His talk of motorway for all provinces was prompted by a demand by a PPP MNA from Sindh, Nawab Ali Wassan, during his speech in the budget debate that his home province should also have a motorway like the one between Islamabad and Lahore, which was started by Mr Sharif’s first government in early 1990s.

“Motorway will be built in Sindh, as well as in Khyber Pakhtunkhwa and God-willing in Balochistan,” he said before explaining plans for different links such as the extension of the Islamabad-Lahore motorway to Multan and, as part of the CPEC, from there to Sukkar, and a Hazara motorway in Khyber Pakhtunkhwa.
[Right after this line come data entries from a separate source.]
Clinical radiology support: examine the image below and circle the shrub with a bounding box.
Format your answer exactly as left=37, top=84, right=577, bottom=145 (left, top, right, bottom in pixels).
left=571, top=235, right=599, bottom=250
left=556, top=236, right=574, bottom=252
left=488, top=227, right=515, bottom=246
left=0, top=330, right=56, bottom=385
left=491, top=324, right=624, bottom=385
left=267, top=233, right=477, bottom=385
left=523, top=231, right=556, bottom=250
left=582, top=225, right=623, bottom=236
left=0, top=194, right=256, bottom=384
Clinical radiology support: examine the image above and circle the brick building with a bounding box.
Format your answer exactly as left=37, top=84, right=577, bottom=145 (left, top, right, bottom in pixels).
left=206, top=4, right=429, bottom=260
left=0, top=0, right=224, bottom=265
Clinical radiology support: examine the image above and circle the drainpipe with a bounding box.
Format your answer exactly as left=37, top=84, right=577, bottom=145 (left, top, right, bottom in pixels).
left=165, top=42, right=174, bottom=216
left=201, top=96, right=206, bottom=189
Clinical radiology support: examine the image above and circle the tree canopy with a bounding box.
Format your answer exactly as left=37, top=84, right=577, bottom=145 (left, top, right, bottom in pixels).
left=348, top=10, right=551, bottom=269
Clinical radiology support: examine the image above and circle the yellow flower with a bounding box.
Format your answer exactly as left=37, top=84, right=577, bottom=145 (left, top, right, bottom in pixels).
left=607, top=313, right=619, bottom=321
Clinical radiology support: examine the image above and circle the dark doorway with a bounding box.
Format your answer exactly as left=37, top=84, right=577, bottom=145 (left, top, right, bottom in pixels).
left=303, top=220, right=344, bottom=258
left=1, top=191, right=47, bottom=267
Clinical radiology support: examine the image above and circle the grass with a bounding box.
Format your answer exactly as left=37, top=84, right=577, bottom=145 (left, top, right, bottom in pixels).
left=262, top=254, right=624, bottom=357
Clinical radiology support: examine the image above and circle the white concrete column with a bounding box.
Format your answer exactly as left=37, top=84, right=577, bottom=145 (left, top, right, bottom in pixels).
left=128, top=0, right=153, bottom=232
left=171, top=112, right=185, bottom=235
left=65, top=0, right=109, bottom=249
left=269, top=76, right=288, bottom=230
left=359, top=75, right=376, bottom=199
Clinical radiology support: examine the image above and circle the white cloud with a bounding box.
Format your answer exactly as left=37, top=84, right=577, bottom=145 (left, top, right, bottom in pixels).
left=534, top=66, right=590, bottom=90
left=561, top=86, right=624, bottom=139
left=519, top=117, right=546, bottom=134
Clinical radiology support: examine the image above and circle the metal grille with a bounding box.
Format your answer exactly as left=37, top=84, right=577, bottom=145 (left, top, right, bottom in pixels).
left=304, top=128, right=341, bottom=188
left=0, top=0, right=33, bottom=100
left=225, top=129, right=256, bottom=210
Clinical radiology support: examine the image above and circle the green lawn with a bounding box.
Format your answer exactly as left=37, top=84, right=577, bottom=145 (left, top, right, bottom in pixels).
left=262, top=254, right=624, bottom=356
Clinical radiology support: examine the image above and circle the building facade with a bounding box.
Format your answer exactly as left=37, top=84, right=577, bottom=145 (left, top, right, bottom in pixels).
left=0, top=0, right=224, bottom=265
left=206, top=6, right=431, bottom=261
He also spoke about new power generation plans, including two 650MW plants to be fired by coal from Thar in Sindh, and said he hoped there would be no need for electricity loadshedding at the end of the remaining three years of his government.

LIVE TELECAST CONTROVERSY: Earlier in the day, Information Minister Pervaiz Rashid seemingly ended the controversy about the live telecast of the budget debate, telling the house that Pakistan Television would show live all speeches in the debate, in addition to giving a live feed to all private television channels that could use the speeches according to their discretion.

The house was marred by pandemonium on Wednesday after the government seemed backtracking on the original assurance of live telecast when members complained that except for the debate-opening speech by Leader of Opposition Khursheed Ahmed Shah on Tuesday, the PTV did not give live coverage to other lawmakers.

The information minister had also said on Wednesday that financial constraints would allow the PTV to give live coverage only to parliamentary group leaders.

The opposition parties seemed satisfied with the minister’s new assurance as Thursday’s sitting continued smoothly for about eight hours with speeches from backbenchers of both sides of the aisle before the house was adjourned until 10am on Friday.